Jacob deGrom is Gone, But Steve Cohen Does Not Care

Steve Cohen Press Conference

The days of the Jason Bays and Jed Lowries of the world are behind us. After Jacob deGrom left Queens for Arlington to join the Texas Rangers for five years/$185 million, Mets owner Steve Cohen opened up his checkbook to ensure they remained a contender. Anybody would find it hard to replace a pitcher of deGrom’s pedigree, a back-to-back Cy Young award winner in 2018-19, but for Cohen, he was able to show the baseball world what he was made of.

Just four days after deGrom fled for Texas, Cohen and the Mets front office took a big swing and hit it out of the park, signing three-time Cy Young award winner (and the 2022 AL Cy Young winner) Justin Verlander to a two-year/$86.6 million contract with a vesting option for 2024, matching teammate Max Scherzer for the largest AAV in MLB history. Cohen wasn’t done there, though, not even close. He signed highly coveted Japanese pitcher Kodai Senga and the resurgent Jose Quintana to round out a top 3 rotation in the league.

The lineup was in danger of falling apart with the impending free agency of homegrown outfielder Brandon Nimmo. Still, Cohen once again got the job done by re-signing Nimmo to an eight-year/$162 million contract extension.
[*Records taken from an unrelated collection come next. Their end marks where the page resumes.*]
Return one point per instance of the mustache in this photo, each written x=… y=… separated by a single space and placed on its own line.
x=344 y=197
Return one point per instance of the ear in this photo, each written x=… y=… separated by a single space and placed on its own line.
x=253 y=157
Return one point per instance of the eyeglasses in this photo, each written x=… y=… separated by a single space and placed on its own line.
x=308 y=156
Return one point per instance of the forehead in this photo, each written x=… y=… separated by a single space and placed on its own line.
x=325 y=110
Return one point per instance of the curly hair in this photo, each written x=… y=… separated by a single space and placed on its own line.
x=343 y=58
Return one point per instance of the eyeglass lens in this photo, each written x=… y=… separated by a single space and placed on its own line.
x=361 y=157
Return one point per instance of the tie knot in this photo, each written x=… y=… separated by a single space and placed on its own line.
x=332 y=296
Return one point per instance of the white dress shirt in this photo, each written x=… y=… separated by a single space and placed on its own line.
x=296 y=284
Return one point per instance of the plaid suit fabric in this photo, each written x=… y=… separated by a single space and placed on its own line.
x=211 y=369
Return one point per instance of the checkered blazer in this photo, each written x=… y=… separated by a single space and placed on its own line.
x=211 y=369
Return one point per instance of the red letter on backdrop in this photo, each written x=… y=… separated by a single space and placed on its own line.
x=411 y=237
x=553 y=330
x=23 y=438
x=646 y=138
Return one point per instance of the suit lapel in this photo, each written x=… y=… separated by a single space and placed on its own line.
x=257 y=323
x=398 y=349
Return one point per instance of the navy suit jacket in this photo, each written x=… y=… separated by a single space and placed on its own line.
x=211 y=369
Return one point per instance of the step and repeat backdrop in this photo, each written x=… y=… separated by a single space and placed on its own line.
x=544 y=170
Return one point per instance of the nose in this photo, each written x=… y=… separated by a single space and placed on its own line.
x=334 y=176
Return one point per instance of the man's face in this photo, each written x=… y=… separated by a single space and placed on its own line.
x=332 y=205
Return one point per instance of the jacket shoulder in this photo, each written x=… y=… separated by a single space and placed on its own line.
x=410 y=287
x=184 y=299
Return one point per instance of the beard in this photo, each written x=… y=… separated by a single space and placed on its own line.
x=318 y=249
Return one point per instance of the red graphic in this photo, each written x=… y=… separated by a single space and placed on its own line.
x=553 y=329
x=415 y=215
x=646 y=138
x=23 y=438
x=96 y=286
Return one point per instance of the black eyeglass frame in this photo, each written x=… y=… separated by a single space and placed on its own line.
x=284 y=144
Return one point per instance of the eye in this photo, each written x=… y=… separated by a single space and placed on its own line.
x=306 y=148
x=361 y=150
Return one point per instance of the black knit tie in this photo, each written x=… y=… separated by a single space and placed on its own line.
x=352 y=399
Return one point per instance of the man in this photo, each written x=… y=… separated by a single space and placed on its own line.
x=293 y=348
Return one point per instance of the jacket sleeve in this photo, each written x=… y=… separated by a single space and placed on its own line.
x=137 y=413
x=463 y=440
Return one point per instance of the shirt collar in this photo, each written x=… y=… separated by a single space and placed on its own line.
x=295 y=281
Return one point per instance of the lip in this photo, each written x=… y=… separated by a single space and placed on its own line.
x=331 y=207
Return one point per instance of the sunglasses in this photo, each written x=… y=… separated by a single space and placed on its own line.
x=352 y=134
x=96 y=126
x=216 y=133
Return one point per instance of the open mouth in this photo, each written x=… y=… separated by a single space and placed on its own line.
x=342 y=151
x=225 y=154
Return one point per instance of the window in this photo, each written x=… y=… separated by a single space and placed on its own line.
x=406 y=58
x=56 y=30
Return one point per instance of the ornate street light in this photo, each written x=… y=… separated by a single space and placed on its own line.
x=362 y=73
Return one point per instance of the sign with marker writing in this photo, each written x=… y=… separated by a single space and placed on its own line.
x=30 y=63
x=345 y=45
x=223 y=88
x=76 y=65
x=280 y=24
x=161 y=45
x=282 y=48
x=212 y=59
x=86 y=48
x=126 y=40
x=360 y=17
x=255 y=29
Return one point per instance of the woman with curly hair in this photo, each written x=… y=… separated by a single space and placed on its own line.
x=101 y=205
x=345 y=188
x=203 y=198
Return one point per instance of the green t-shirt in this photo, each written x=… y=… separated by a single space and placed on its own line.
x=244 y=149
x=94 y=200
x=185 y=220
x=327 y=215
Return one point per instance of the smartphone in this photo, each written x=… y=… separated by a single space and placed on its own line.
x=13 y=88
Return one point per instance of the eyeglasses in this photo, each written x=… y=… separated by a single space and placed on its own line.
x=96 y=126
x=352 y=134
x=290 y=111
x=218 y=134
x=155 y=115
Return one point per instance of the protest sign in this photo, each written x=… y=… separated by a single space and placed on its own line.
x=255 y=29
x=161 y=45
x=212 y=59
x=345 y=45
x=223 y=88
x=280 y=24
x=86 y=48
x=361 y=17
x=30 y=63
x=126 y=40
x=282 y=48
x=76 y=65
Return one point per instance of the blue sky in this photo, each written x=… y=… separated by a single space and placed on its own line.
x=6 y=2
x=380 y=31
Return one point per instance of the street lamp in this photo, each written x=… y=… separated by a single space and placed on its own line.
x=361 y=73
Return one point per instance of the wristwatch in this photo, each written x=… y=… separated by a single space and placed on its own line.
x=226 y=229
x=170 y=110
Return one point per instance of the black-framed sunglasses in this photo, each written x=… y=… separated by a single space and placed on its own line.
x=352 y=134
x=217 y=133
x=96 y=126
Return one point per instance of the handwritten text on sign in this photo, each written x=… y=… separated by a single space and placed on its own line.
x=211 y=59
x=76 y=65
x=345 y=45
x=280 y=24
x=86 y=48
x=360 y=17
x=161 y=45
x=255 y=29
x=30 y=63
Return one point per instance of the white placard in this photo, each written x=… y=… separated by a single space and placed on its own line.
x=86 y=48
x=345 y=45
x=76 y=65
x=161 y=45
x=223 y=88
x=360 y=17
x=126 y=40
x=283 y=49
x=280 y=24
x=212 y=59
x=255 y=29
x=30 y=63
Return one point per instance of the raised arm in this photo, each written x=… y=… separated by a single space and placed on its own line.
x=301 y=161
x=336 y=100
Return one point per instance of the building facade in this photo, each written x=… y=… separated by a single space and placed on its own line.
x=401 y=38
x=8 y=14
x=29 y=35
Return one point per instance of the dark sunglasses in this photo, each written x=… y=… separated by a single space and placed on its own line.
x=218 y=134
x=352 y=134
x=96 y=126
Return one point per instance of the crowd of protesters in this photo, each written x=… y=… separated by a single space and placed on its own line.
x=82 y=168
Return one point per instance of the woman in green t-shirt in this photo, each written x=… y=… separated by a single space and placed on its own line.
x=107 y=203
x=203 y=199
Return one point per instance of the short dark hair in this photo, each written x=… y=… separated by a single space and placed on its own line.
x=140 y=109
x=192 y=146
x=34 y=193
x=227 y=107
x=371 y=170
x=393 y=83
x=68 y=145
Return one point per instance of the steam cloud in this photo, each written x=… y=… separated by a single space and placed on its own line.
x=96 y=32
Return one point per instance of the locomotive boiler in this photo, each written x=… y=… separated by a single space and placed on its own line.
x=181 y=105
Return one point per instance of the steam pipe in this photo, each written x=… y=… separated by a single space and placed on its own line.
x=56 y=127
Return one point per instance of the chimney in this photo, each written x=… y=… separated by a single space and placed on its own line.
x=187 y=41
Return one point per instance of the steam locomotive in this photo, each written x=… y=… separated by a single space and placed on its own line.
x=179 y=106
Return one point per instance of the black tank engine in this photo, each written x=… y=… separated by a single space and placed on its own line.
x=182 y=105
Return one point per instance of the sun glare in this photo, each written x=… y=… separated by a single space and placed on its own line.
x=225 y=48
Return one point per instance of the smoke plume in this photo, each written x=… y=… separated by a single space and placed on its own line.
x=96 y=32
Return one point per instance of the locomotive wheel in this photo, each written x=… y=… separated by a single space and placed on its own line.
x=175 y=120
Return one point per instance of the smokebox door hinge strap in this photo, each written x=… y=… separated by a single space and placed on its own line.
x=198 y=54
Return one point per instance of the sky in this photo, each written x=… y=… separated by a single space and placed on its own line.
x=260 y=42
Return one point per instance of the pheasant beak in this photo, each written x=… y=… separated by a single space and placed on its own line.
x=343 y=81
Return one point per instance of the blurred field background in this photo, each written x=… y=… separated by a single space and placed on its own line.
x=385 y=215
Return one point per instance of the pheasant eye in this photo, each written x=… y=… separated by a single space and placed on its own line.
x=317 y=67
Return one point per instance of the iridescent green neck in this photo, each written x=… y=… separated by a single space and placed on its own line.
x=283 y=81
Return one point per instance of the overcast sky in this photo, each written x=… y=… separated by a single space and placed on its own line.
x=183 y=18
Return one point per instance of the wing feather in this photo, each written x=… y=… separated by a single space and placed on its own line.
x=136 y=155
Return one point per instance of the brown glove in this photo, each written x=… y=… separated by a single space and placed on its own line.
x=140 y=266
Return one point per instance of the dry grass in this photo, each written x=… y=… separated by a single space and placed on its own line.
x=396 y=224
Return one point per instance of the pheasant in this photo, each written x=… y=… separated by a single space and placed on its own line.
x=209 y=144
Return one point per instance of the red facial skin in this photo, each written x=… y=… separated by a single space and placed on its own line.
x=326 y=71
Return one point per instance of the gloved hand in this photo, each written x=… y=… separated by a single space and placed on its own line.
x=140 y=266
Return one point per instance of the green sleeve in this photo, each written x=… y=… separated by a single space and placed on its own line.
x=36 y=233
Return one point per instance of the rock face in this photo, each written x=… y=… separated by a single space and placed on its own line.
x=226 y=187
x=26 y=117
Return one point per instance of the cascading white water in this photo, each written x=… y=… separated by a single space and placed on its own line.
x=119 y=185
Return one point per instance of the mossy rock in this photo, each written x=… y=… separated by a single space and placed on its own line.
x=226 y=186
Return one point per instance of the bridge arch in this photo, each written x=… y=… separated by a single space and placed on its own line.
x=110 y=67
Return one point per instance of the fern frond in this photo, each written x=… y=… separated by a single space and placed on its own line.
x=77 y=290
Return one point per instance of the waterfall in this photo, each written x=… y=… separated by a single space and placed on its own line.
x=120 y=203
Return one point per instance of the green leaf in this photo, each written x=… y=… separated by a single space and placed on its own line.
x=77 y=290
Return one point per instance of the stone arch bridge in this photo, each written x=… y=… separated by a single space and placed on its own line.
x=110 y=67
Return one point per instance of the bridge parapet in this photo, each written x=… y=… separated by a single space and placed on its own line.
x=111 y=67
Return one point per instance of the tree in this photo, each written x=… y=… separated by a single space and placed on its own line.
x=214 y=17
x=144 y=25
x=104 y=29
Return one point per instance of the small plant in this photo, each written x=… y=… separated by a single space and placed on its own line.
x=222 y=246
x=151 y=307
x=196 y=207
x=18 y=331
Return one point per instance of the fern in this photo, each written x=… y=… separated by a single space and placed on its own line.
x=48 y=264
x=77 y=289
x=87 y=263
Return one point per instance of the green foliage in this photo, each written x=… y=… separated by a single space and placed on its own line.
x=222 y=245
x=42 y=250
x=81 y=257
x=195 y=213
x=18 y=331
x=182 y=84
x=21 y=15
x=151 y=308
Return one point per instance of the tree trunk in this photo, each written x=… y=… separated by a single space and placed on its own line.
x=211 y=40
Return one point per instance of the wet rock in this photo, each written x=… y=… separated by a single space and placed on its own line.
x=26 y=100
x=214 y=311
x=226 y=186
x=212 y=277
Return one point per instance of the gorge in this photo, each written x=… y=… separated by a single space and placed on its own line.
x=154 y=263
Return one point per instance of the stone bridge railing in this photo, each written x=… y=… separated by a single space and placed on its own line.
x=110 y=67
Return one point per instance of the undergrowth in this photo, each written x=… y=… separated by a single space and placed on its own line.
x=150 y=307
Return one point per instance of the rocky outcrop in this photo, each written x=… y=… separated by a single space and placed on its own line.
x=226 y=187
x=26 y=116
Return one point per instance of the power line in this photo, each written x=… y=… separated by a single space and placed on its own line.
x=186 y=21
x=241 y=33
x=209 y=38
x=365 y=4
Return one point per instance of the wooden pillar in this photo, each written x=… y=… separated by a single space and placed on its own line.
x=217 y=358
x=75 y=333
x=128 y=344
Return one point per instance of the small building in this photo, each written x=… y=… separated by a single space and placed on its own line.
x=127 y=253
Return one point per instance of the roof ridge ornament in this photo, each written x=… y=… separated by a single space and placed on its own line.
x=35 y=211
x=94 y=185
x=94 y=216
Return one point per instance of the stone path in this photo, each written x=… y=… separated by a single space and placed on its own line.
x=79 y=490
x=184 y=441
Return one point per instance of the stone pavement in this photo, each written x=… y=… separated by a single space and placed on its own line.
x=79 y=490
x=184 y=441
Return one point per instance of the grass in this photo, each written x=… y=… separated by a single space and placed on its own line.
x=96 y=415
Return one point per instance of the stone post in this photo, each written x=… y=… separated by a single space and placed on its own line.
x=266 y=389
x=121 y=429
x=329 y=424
Although the lineup will be relatively the same as last season, it’s not because of an inept front office unwilling to try and improve, as we’ve seen with past regimes.

Cohen and General Manager Billy Eppler made a big push to sign star-free agent Trea Turner to come to play center field.

There was also the Carlos Correa debacle. Correa initially signed a massive 13-year/$350 million contract with the San Francisco Giants. But, right before the press conference making the signing official, the Giants had an issue with Correa’s medicals, and the deal fell through. New York swooped in, bringing the star shortstop to Flushing for the next 12 years for $315 million to be the team’s next third baseman. After multiple weeks of the deal being in limbo, it eventually fell through as the Mets also had the same concerns as San Francisco.

Although Turner and Correa ended up in Philadelphia and Minnesota, respectively, the attempt was there and showed the fanbase that this was not the Mets they grew up watching. This regime will leave no stone unturned to win a championship as soon as possible and ensure they are a contender for years to come. As it stands, Cohen and company have spent over $800 million in contracts this offseason and are still in search for another bat and a lefty reliever before the team heads to Port St. Lucie for spring training. The New York Mets, with the help of the wealthiest owner in all of North American sports, have started a new culture for the fanbase to enjoy. A culture built on winning and spending every dollar needed to help that culture grow.